One of my patient friends, Stacy Hurt, recently shared that we shouldn’t just design with patients in mind, but we should design it with patients in the conversation.  I’d add that you need the right patients.  How do you find the right patients?  It’s hard because some patients are better at identifying a broad spectrum of patient needs and being able to identify the potential consequences than others.  Some are pretty myopic to their own requirements and concerns.  The best solution there is to ask a diverse set of patients.  That’s powerful.

We’d all love to give up on cybersecurity.  This world would be a much nicer place if everyone was just honest.  Unfortunately, they’re not and so we can’t throw out healthcare cybersecurity.  However, we shouldn’t throw out patient focus in the name of cybersecurity either.  The real work of health IT is when you have to battle through competing priorities to find a solution that satisfies both as good as possible.

Ironic Bonus Point: Many password policies are just annoying and don’t add any extra security.  In fact, they reduce security if people can’t remember their passwords.  That’s an easy fix if you do the research on effective password policies.

About the author

John Lynn

John Lynn is the Founder of HealthcareScene.com, a network of leading Healthcare IT resources. The flagship blog, Healthcare IT Today, contains over 13,000 articles with over half of the articles written by John. These EMR and Healthcare IT related articles have been viewed over 20 million times.

John manages Healthcare IT Central, the leading career Health IT job board. He also organizes the first of its kind conference and community focused on healthcare marketing, Healthcare and IT Marketing Conference, and a healthcare IT conference, EXPO.health, focused on practical healthcare IT innovation. John is an advisor to multiple healthcare IT companies. John is highly involved in social media, and in addition to his blogs can be found on Twitter: @techguy.

5 Comments

  • I respectfully disagree. Security is important. It’s a combination of knowing and diligence. Changing your password every 6 weeks is as dumb as changing your door lock every 6 weeks. Remembering to shut down your computer or reset it, priceless. Passwords aren’t going to do you any good if anyone can guess them. 123456 isn’t a password, it’s a cop-out, the passive-aggressive “I don’t want to” (I can’t change is I don’t want to change). Sanction policies that aren’t enforced and are just paper tigers don’t work either. HIPAA was and still is a political act of stupidity and protects no one, most people talk, proudly, about their communicable diseases. Real security starts before you’re compromised, the billions of $ lost to breaches should be enough reason to keep up and be diligent regarding data and information.

  • Hi Barry,
    Sounds like you agree with me, but just didn’t read the whole article. The title was sarcasm and illustrates some of the extreme thinking that many apply in healthcare. Of course, security is important, but it’s finding the balance between security and usability that’s required.

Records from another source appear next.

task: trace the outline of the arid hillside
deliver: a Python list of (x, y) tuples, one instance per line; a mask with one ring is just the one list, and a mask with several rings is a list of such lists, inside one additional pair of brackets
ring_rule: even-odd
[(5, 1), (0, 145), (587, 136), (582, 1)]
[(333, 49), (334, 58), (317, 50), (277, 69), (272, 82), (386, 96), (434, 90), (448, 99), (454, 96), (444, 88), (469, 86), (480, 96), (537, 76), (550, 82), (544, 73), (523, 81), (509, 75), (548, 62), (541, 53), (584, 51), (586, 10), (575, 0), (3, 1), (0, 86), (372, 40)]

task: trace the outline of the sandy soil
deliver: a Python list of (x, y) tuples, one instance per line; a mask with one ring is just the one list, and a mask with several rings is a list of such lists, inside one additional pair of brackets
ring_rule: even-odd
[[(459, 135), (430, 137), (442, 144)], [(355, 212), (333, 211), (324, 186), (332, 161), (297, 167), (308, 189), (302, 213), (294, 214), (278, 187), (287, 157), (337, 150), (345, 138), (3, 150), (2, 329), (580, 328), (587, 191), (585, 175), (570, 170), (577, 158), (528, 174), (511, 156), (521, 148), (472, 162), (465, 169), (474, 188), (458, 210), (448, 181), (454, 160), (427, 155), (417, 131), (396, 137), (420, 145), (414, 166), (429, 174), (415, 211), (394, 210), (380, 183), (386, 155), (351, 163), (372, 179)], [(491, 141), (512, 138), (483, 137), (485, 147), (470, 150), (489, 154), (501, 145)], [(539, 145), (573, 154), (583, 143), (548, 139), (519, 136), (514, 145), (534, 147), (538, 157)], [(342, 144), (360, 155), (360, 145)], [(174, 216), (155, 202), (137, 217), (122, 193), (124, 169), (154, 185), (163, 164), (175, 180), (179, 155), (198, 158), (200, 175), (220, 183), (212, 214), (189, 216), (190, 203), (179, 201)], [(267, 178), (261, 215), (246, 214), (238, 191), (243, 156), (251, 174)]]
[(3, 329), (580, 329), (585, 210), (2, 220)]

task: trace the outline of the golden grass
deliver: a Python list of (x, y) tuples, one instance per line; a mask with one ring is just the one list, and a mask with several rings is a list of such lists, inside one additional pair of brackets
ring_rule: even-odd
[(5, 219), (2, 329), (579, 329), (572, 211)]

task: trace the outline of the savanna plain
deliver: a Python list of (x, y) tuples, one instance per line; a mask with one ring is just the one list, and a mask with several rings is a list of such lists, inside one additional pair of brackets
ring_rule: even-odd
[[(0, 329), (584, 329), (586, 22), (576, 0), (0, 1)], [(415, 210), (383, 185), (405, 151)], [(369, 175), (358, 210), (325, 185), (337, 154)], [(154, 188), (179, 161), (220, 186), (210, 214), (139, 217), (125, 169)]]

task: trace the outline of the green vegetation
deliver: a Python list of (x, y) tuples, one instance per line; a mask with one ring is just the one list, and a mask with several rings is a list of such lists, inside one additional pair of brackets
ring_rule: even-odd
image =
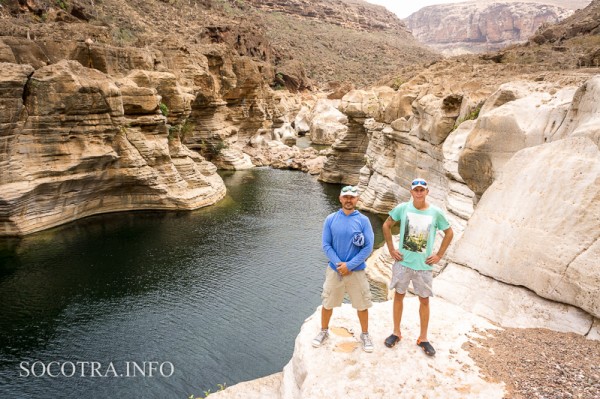
[(221, 151), (227, 148), (229, 148), (229, 146), (224, 141), (217, 141), (216, 143), (212, 143), (207, 140), (200, 141), (200, 150), (202, 155), (207, 157), (209, 160), (221, 154)]
[(456, 120), (456, 122), (454, 123), (454, 127), (452, 128), (452, 131), (455, 131), (461, 123), (463, 123), (464, 121), (472, 121), (475, 120), (479, 117), (479, 111), (481, 111), (481, 107), (477, 107), (474, 110), (472, 110), (469, 114), (465, 115), (462, 118), (458, 118)]
[(69, 8), (69, 4), (66, 0), (56, 0), (56, 4), (65, 11)]
[[(162, 112), (162, 111), (161, 111)], [(168, 111), (167, 111), (168, 112)], [(189, 120), (185, 120), (181, 124), (173, 125), (169, 127), (169, 135), (167, 138), (169, 140), (174, 139), (175, 137), (179, 137), (180, 140), (185, 139), (191, 132), (194, 131), (195, 125)]]
[(163, 116), (169, 116), (169, 107), (167, 107), (167, 104), (160, 103), (158, 105), (158, 108), (160, 109), (160, 113), (163, 114)]
[(400, 77), (397, 77), (392, 82), (392, 89), (397, 91), (400, 88), (400, 86), (402, 86), (403, 84), (404, 84), (404, 81)]
[(127, 28), (121, 28), (121, 27), (114, 28), (111, 33), (112, 33), (113, 40), (119, 46), (126, 46), (129, 44), (133, 44), (137, 40), (137, 37), (135, 36), (135, 34), (130, 29), (127, 29)]

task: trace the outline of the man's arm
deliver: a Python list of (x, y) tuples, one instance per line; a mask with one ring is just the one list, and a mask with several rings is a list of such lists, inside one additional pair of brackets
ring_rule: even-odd
[(390, 252), (392, 258), (395, 260), (402, 260), (402, 254), (397, 248), (394, 247), (394, 242), (392, 240), (392, 227), (397, 223), (398, 222), (392, 219), (391, 216), (388, 216), (383, 223), (383, 238), (385, 239), (385, 243), (387, 244), (388, 251)]
[(333, 236), (331, 235), (331, 219), (327, 218), (325, 219), (325, 223), (323, 224), (323, 252), (325, 252), (325, 255), (331, 263), (337, 265), (341, 262), (341, 259), (337, 256), (337, 253), (333, 249), (332, 241)]
[(442, 240), (442, 244), (440, 245), (439, 251), (436, 254), (432, 254), (431, 256), (429, 256), (427, 260), (425, 260), (425, 263), (427, 263), (428, 265), (438, 263), (440, 259), (444, 257), (444, 254), (446, 253), (446, 250), (448, 249), (448, 246), (450, 245), (450, 242), (452, 241), (453, 237), (454, 231), (452, 230), (452, 227), (448, 227), (446, 230), (444, 230), (444, 239)]

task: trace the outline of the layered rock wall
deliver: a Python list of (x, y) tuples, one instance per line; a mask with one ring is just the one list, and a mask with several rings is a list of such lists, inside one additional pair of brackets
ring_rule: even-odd
[(573, 12), (527, 2), (468, 2), (424, 7), (406, 18), (421, 42), (448, 55), (494, 51), (525, 42)]
[(3, 37), (0, 48), (0, 235), (210, 205), (225, 187), (209, 161), (252, 167), (241, 149), (299, 107), (223, 45)]
[[(431, 78), (416, 77), (363, 120), (369, 144), (353, 168), (361, 167), (359, 206), (387, 213), (424, 177), (458, 233), (436, 266), (437, 295), (505, 325), (600, 336), (600, 77), (478, 90)], [(387, 249), (371, 262), (372, 276), (387, 283)], [(498, 306), (508, 293), (520, 299)]]

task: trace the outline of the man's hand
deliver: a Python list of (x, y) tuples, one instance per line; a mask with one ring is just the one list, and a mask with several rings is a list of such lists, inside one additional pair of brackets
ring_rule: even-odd
[(396, 248), (389, 249), (389, 251), (390, 251), (390, 255), (392, 256), (392, 258), (394, 258), (394, 260), (402, 260), (404, 258), (402, 256), (402, 253), (400, 251), (398, 251)]
[(340, 263), (336, 264), (336, 266), (337, 266), (338, 273), (341, 274), (342, 276), (348, 276), (350, 273), (352, 273), (352, 271), (348, 270), (348, 266), (346, 265), (346, 262), (340, 262)]
[(425, 260), (425, 263), (427, 263), (428, 265), (435, 265), (440, 261), (440, 259), (442, 259), (441, 256), (439, 256), (438, 254), (433, 254)]

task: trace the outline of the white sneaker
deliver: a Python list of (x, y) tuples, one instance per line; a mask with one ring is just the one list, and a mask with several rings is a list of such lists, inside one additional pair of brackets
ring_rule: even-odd
[(323, 345), (323, 342), (329, 337), (329, 330), (321, 330), (317, 336), (312, 340), (312, 344), (315, 348)]
[(360, 340), (363, 343), (363, 350), (365, 352), (373, 352), (373, 341), (371, 341), (371, 336), (369, 336), (369, 333), (361, 333)]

  • You’re right John, I missed the “explicit” comment about being sarcastic. Security is important and I’ve met and spoken with many doctors and admins that think security is overkill. I perform security risk assessments and I can say, unsarcastically, that hospital rules don’t apply well to single or even multi doctor practices. When a Dr. asks me for a penetration test for an EMR in the cloud because he read about I shudder. I can see, as I have with many other industries, PC Magazine being the go-to for knowing about computers and security. It’s not! Our biggest albatross in HIT isn’t security, it’s the administration of security and the deification of HIPAA. Regarding patient inclusion, when I worked for an EMR company one of our Doctors surveyed the patients regarding the patient intake process and registration. They took 5 minutes and 10 clicks and turned it into 2 hours and Homer’s Odyssey. Needs assessment outweighs patient inclusion, the patient needs to get in and verify information, not write their version of War and Peace. John, much respect for pointing out my omission.